Some examples of things that change as companies scale:

  • Opinion or leader inspiration based decisions will shift to more data-based decisions. The metrics to look at will also gradually become more long-term based as a company scales
  • The tools used to track and access data will need to be more sophisticated as the team grows larger
  • Companies will need to shift from being single-threaded (i.e. with a singular focus) to being more multi-threaded. Being single-threaded is often an advantage for early companies against larger incumbents
  • Move from being pirates (captains of a single ship, operating loosely) to being the navy (admiral operating multiple ships with much more discipline)

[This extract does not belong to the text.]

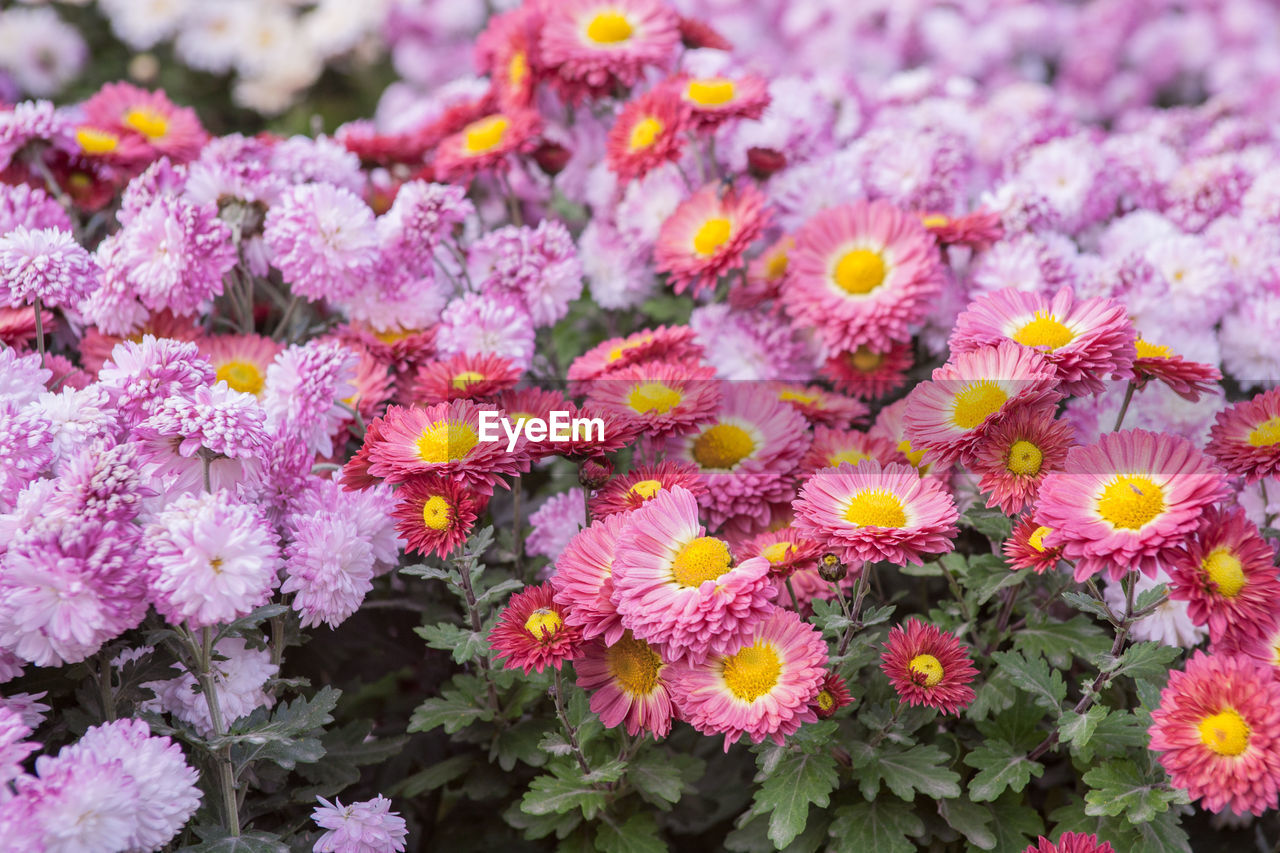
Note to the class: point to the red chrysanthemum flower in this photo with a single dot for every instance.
(928, 666)
(531, 633)
(1217, 733)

Some tips for Blitzscaling successfully:

  • Hire for what you need right now. Even the ability to scale as the organization grows is secondary
  • Know which fires to fight and which to let burn. The most critical fires to deal with, in order or importance, are: distribution, product, revenue model, operations, competition, what’s next
  • During Blitzscaling, provide whatever customer service you can, as long as it doesn’t slow you down (which may mean no service sometimes). But this is just a temporary solution, and has to be dealt with eventually
  • Always raise more than you need
  • In larger organizations, if only a subset of the organization is engaged in Blitzscaling, then that specific part of the team needs to be isolated from other non-Blitzscaling parts
  • Need to deal with risks intelligently. Separate out systemic risks (which will affect your scaling and growth) from non-systemic risks (which can be ignored). Fraud issues for PayPal was a identified as a systemic risk, and dealt with rapidly

Blitzscaling is actually a general concept, and can be applied to places outside of the typical technology sector. Zara (the fashion company), Obama’s 2008 presidential campaign, and many non-profit organizations have also successfully Blitzscaled in their own domain with similar methodologies. Change is the only constant in Blitzscaling, as there is an ever ending need for change as you scale

Coming from the other side, if you are an incumbent, there are just 3 ways to deal with emerging Blitzscaling competitors:

  1. Beat them: Blitzscale yourself and do a better job
  2. Join them: through M&As, however culture clash is an issue, as Blitzscaling companies will have a very different culture than a non-Blitzscaling incumbent
  3. Ignore them: expand into another vertical or market where the competitor is not focusing on

Commentary

I found parts of the book to be re-statements of obvious facts. However, this is still useful as it confirms some of my own prior learnings through my own experience. The sections about the problems often encountered as organizations scale are very relevant, even in slower-growing companies.